Sus padres no eran de fe profunda. El diario liberal de don Alfredo no se llevaba bien con las sotanas. La madre tenía una fe superficial, atenta más a las formas y obligaciones externas. Y, sin embargo, en ese terreno árido, Pier Giorgio se transforma en un campeón del Evangelio.
Así lo testimonia uno de sus amigos: «He tenido la sensación de que Pier Giorgio estaba ausente de su familia, de sus amigos poderosos y que se había creado una familia entre los pobres y desventurados».
Cuando se trataba de ayudar a los pobres o a quienes sufrían, se movía diligentemente a fin de conseguir ayuda o consolar con sus palabras y su presencia. Por eso se unió a la Sociedad de San Vicente de Paúl, con el fin de visitar semanalmente los barrios más carenciados de Turín y socorrer al prójimo en sus necesidades.

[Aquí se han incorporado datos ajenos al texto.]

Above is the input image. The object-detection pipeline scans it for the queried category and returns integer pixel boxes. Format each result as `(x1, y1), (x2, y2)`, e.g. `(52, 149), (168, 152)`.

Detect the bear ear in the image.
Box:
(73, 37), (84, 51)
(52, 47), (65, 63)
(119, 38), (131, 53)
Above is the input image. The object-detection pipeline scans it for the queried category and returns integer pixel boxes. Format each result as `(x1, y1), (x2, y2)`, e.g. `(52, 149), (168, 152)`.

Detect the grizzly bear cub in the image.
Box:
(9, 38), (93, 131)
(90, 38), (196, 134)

A la hora de elegir una carrera, decide ser ingeniero en minería para estar cerca de la gente frecuentemente explotada. Inclusive pensó en ir a trabajar a Bolivia. Uno de los amigos más cercanos recuerda las épocas de la universidad asegurando que sus estudios, lejos de disminuir el impulso de su acción católica, la hicieron más viva: él aprovechó la ocasión que estos le daban para ejercitar un apostolado real entre los universitarios. Y fue recompensado por eso. Si los estudios desarrollaron en él al apóstol, el apóstol suscitó en él el deseo de una formación seria y la tenaz voluntad de consagrar sus estudios, no obstante miles de dificultades.
El 6 de abril de 1925 cumple 24 años. El importante regalo de su padre, una importante cantidad en dinero, lo entregó a los vicentinos. Estaba preparando los últimos exámenes y se fue unos días de retiro.

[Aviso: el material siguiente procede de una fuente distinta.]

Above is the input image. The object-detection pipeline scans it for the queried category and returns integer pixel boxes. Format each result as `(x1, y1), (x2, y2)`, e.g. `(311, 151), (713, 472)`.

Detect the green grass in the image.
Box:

A finales de junio comenzó a tener vómitos y fiebre. En casa, su abuela estaba gravemente enferma y nadie cayó en la cuenta de la salud quebrantada de Pier. Más de una noche la pasó retorciéndose sentado en una mesa de billar para calmar los dolores. «Parece imposible, cuando más te necesitamos en casa, nunca estás», le dijo la madre, sin conocer sus sufrimientos. Cuando Pier fue a buscar un sacerdote para su abuela, se cayó tres veces por el camino. El 29 de junio tuvo un ataque fulminante de poliomielitis.
Sin que nadie se diera cuenta murió mientras sus vicentinos visitaban los barrios turinenses. Una empleada de la casa, Ester, escribió ese 4 de julio en el almanaque de la cocina: «19 horas, una pérdida irreparable. ¡Pobre san Pier Giorgio! Era santo y Dios lo quiso para Él».
El 20 de mayo de 1990 el papa Juan Pablo II lo beatificó. Ester no se había equivocado.